C’est un constat de déréliction, mais énoncé avec entrain et joie. On appréciera une plus grande subtilité que celle d’artistes qu’on apprécie, souvent provinciaux d’ailleurs (l’absence de proximité avec Paris doit jouer dans ce rejet instinctif) comme Poupard, Churros Batiment et bien d’autres, lorsqu’il s’agit d’entailler la fabrique à élites. Ici, c’est à demi-mot, moins frontal et manichéen, plus insinué : on ne sous-entend pas que ces-derniers sont nés avec une cuillère dans la bouche et point, la messe est dite ; non, on insinue qu’ils sont des apprentis sorciers en couche culotte, nés dans une époque encore plus cynique et déresponsabilisante que les autres.

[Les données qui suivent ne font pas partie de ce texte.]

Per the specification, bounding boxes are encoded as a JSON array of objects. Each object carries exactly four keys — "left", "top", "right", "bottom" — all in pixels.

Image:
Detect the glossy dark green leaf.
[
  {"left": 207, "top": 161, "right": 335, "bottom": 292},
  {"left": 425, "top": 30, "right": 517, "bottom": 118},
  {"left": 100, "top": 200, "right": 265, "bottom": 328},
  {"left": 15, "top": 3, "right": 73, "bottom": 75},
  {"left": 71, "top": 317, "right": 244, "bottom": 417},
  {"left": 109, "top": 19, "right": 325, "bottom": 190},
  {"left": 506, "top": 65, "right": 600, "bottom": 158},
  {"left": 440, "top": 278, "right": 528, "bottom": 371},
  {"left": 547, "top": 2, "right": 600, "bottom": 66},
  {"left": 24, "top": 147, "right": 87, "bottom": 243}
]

Dans ce marasme, les torts sont partagés ; en même temps, personne n’est innocent. Et c’est entre farce rêveuse et cauchemar qu’on s’achemine jusqu’à l’incroyable reprise en français du She’s a Mystery To Me de Roy Orbison (toujours aussi U2 et Simple Minds qu’à l’époque). Felzine ne juge ni ne jubile, il pointe du doigt, balance sa petite grenade et s’en va le sourcil rieur, laissant un mystère interprétatif, potentiellement salvifique, planer autour de son album.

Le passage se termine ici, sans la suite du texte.